Looking at the front end and the line of the hood...I'd say it's not a Silver King.


----------



## Ernie (Mar 18, 2004)

Its not a silver king.... Keep trying, it will suprise yyou what it really is........:furious:


----------



## Ernie (Mar 18, 2004)

> _Originally posted by Argee _
> *Ernie,
> 
> For some reason I don't have the necessary programming to open a .bmp attachment. I opened with a blank screen in Paint.
> ...


Here it is in J Peg format


----------



## gwill (Jan 1, 2004)

It's a Fordson all-around. That was too easy!

George Willer


----------



## Deerehunter (May 28, 2004)

Dug out my Encyclopedia Of American Farm Tractors and George is right.
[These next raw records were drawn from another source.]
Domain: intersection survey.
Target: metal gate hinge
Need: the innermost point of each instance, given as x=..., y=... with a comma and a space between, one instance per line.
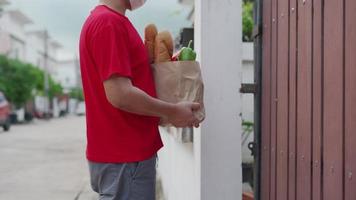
x=257, y=31
x=252, y=147
x=248, y=88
The Allaround was Ford's first attempt at a tricycle type tractor. I'm I correct is saying this was a imported English Fordson?


----------



## Argee (Sep 17, 2003)

So Ernie....this was a test?????


----------



## parts man (Sep 24, 2003)

> _Originally posted by Argee _
> *So Ernie....this was a test????? *



:lmao: :lmao: Terminater flash-backs Argee???:lmao:


----------



## Ernie (Mar 18, 2004)

> _Originally posted by gwill _
> *It's a Fordson all-around. That was too easy!
> 
> George Willer *



Very good George, it was imported from England in 1937 and dam near put ford out of the tractor buisness... Here in the US it was called the fordson row crop....


George you can contac argee and jody for the prize:furious: :furious: 

Still a good call......

ps this unit was the forerunner to the N series


----------



## Greg (Sep 16, 2003)

An interesting site on the history of Ford tractors.

http://www.ssbtractor.com/features/Ford_tractors.html

Another site for tractor badges.

http://homepages.enterprise.net/tractorbadges/Fordson.htm

Greg


----------